Pyongt’ae’s classmates, knowing full well that they were Sokdae’s serfs, rationalize their serfdom. Pyongjo, whose father’s expensive gold lighter was effectively stolen by Sokdae, stays silent when the teacher confronts the class. Asked if anybody had been slighted by Sokdae, the students respond forcefully: “No one!” (42) Again and again, they submit to Sokdae’s injustices.

In the end, neither Han Pyongt’ae nor Shukhov explicitly win their battles. After a day of theft, fear, and backbreaking labor, Shukhov is simply glad that “they hadn’t put him in the cells…And he hadn’t fallen ill” (139). He never thinks that he resisted against the gulag. The adult Han Pyongt’ae, in his own eyes, is a failure. It took an outside savior to free Pyongt’ae and his class from Sokdae. No such savior existed in the adult world, and a familiar injustice returned: “It was as if I had been thrown into a cruel kingdom that ran things as it wished. Here Om Sokdae began to reappear from the dim past” (122). His fellow students, willing to unquestioningly flow along with the current of society—with all its vices—were now rich. Pyongt’ae bitterly states, “I wanted to squeeze into a corner of their rich table. But my very urgency buried me that much deeper into the slime of my life” (121).

But the reason one reads Our Twisted Hero and One Day in the Life of Ivan Denisovich is not to hear how an infallible hero slew his enemy single-handedly. It is to hear how an ordinary person retained, at all costs, the most important thing in a world of blood, tears, and solitude: his humanity. This act turned out to be of utmost importance. With One Day, Solzhenitsyn exposed the horrors of the gulags to readers in both Russia and the West. Yi Min-yol, with Our Twisted Hero, was the first writer to negatively portray South Korea’s post-totalitarian democracy. Both writers stuck to their ideals and decided that they would fight for their cause by simply writing the truth, no matter what public sentiment might oppose them.

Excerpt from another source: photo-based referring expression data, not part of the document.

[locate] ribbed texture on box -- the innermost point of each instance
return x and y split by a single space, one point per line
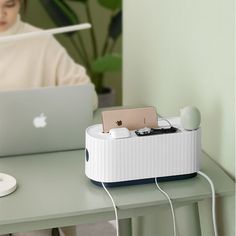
115 160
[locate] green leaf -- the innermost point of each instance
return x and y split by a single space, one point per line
115 27
60 12
110 62
111 4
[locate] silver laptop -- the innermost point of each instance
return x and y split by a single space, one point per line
44 119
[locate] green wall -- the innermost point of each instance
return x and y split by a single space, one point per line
36 15
178 53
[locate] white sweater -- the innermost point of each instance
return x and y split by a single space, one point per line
37 62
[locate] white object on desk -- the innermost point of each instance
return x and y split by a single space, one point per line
7 184
136 158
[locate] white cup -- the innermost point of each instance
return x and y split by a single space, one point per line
190 118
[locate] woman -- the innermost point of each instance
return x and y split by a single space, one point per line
35 62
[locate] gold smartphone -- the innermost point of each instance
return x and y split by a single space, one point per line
132 119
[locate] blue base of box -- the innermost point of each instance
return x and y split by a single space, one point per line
146 181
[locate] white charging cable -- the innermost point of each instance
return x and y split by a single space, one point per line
171 206
213 200
115 208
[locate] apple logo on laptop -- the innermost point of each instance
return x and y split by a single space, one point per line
40 121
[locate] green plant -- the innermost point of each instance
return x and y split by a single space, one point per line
98 61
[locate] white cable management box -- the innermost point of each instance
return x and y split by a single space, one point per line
138 159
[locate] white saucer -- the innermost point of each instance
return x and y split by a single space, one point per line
7 184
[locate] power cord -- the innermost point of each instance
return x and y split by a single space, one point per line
115 208
213 200
171 206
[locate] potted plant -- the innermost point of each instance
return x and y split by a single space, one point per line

The lessons these books carry have not faded over time. The next time our government allows bankers to ruin the lives of hundreds of thousands of citizens, spies on us, and has an approval rating of nine percent, we should wonder what culture put that in place. Was it Shukhov’s unwillingness to sacrifice his humanity? Was it Pyongt’ae’s willingness to denounce what he sees as an unjust system?

In the end, both books give us the same warning, as applicable today as it has ever been: a man who submits willingly to unjust imprisonment has wrought the iron of his cell with his own mind. When Shukhov asks us what it means to be cold, we may not understand, but we must always remember what it means to be warm when the water begins to freeze.

Works Cited:

Solzhenitsyn, Aleksandr. One Day in the Life of Ivan Denisovich. New York: New American Library, 1963. Print.